Le « Contre François Jullien » de Jean-François Billeter a connu un grand succès. Moins connu, mais tout aussi intéressant, son livre « Chine trois fois muette » écrit il y a cinq ans, a été réédité simultanément.
En le lisant, j’ai constaté qu’il contenait déjà en germe la critique récemment adressée à François Jullien. D’une certaine façon, il la rend plus explicite.
La thèses est la suivante : la Chine est trois fois muette parce qu’elle ne dit rien sur son présent, sur son passé récent, ni sur son passé « pris dans sa totalité ».
A cela deux raisons. D’abord, le rôle de l’Etat qui ne tolère qu’une liberté « tronquée », celle de la raison économique, en excluant la liberté politique.
Puis ce qu’il appelle le discours « culturaliste ». Il s’agit de l’idée selon laquelle le destin du pays est lié à la culture qui fait son identité. Pour Jean-François Billeter, « le discours culturaliste arrête ce qui était mouvant ». Autrement dit la culture, fût-elle chinoise, est un produit de l’histoire. Et l’on retrouve la critique qu’il adresse à François Jullien accusé de faire de la pensée chinoise le lieu d’une différence irréconciliable avec la nôtre.
Or, la seule alternative au discours culturaliste est celle de la « raison économique » que les pays occidentaux connaissent bien pour l’avoir engendrée. Jean-François Billeter la critique en tant qu’elle légitime une « réaction en chaîne » non maîtrisée.
Enfermée dans cette alternative, la Chine reste donc muette sur son passé. Pourquoi ?
La raison économique n’étant plus maîtrisée, elle maintient ceux qui lui sont soumis dans une inconscience qui empêche toute réaction. Selon lui, la Chine de Mao en était déjà prisonnière puisque à cette époque, « l’imaginaire révolutionnaire est un imaginaire industriel ».

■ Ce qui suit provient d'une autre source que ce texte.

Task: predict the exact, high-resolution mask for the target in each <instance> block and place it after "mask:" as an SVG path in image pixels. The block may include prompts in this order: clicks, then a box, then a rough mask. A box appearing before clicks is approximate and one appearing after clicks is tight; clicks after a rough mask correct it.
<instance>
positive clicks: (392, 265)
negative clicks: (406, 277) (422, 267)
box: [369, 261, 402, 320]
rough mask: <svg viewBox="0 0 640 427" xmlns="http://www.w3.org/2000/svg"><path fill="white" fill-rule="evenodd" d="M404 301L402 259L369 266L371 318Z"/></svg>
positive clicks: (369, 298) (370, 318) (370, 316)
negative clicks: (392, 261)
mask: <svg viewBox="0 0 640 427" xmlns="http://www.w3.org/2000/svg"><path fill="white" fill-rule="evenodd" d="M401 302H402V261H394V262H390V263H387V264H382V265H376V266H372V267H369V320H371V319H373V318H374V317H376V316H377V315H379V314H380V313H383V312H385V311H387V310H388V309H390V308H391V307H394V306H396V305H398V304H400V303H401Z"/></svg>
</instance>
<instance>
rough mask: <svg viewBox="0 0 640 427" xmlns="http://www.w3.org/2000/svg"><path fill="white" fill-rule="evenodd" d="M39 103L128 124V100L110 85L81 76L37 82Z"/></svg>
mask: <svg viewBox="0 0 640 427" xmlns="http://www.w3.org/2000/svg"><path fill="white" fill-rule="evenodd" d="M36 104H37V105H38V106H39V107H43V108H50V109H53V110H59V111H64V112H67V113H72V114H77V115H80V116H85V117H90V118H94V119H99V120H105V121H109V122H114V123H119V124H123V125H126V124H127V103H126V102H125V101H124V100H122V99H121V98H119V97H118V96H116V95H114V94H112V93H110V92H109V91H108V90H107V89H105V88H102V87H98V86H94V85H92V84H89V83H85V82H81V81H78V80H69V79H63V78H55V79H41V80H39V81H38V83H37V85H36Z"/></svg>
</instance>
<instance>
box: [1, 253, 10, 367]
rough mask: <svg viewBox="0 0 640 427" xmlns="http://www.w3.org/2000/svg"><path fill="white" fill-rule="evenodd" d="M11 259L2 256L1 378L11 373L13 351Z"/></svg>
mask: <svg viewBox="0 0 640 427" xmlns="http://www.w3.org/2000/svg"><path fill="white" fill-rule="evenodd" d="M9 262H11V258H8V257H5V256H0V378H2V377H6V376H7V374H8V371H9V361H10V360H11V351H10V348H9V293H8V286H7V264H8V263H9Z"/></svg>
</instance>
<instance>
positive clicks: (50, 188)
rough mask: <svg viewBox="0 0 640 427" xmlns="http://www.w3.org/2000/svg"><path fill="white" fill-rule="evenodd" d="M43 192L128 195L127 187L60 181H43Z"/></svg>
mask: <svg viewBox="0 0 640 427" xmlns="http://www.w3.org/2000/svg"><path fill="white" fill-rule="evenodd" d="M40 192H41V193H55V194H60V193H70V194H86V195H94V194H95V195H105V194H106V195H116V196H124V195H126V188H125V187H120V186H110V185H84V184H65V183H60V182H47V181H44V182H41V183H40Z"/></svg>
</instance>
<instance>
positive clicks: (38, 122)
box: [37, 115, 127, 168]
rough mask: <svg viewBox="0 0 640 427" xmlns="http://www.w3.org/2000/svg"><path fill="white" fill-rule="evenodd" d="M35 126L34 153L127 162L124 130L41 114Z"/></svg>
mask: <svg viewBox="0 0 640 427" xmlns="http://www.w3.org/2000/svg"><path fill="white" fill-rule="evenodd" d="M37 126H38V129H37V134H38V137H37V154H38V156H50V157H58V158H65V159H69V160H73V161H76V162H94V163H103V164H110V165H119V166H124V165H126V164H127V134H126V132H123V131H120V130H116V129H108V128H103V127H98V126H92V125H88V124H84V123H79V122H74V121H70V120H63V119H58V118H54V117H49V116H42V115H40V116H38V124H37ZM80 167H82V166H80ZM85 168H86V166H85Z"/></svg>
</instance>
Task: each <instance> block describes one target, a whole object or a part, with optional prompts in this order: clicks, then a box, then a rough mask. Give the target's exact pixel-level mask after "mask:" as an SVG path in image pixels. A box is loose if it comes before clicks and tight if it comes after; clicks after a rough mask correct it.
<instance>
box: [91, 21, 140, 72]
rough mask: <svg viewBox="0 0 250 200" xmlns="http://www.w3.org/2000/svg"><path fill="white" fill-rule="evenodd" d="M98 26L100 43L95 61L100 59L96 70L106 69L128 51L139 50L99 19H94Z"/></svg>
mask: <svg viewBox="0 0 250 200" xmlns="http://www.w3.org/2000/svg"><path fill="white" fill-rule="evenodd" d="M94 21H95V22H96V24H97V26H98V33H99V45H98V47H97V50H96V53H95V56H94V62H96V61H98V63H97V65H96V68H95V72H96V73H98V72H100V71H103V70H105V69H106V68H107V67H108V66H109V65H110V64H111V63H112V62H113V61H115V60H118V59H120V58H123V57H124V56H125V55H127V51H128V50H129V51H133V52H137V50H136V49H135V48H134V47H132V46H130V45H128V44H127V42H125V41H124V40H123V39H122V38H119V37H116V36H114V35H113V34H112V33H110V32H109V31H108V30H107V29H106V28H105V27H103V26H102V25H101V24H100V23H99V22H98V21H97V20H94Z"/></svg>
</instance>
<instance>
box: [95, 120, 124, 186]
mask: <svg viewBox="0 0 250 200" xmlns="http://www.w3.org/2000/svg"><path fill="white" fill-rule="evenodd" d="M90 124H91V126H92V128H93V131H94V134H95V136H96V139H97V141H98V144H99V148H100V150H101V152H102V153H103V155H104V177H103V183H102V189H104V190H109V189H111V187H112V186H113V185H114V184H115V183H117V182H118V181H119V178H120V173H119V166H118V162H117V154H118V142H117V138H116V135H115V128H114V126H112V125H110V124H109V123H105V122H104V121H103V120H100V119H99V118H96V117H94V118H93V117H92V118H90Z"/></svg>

Quand au discours culturaliste qui prospère en Chine à l’heure actuelle, il est une sorte de refuge tel que « la Chine rêve de son passé mais elle est devenue un pays sans mémoire ».
L’inconscience accompagnant le développement de la raison économique et le poids de l’Etat font de la Chine un pays où l’ « absence de rapport critique au passé en général entraîne l’incapacité de critiquer le présent ».
On retiendra deux points importants de ce livre.
Le premier, encore trop souvent oublié, est que les cultures sont le produit d’une histoire dont l’ignorance condamne à ne pouvoir maîtriser ni le présent ni le futur. Il en va de même pour les entreprises.
Le second est que si la Chine contemporaine connaît un développement dépassant celui de tous les pays occidentaux, elle n’en maîtrise pas mieux la finalité. Sur ce dernier point on constatera une convergence de vues entre Jean-François Billeter et le François Jullien de la « Conférence sur l'efficacité».
Une autre convergence avec F. Jullien : la valorisation de l'allusion développée dans "Le détour et l'accès." N'est-ce pas une autre forme de mutisme ?
Rédigé par : Anne | 18 septembre 2006 à 17:47
Il y a une dizaine d'années, le débat était bien différent. La question était à l'époque de savoir si le confucianisme et le Tao étaient compatibles avec le capitalisme. On nous annonçait une confrontation problématique entre la "raison économique" et la culture.
Finalement, JF Billeter semble nous dire que les deux termes ont fini par s'allier pour piéger la Chine dans un présent privé de but.
Rédigé par : Eric | 19 septembre 2006 à 00:29
Votre remarque est intéressante. En effet, dans les années 90 on admettait encore une certaine parité entre religion, culture, et développement économique ; les thèses de Max Weber avaient encore un peu d'influence, on pensait encore que le capitalisme devait beaucoup au protestantisme.
Au fond, ce que dit Billeter, c'est que l'obstacle culturel au développement de la Chine n'existe pas. Il le formule en disant que les chinois font de leur passé un rêve et non une mémoire, ce qui laisse le champ libre à ce qu'il appelle la "raison économique". D'une certaine façon la Chine se développe en dévitalisant sa culture. Max Weber s'efface devant J.Schumpeter qui, lui, avait prédit ce phénomène.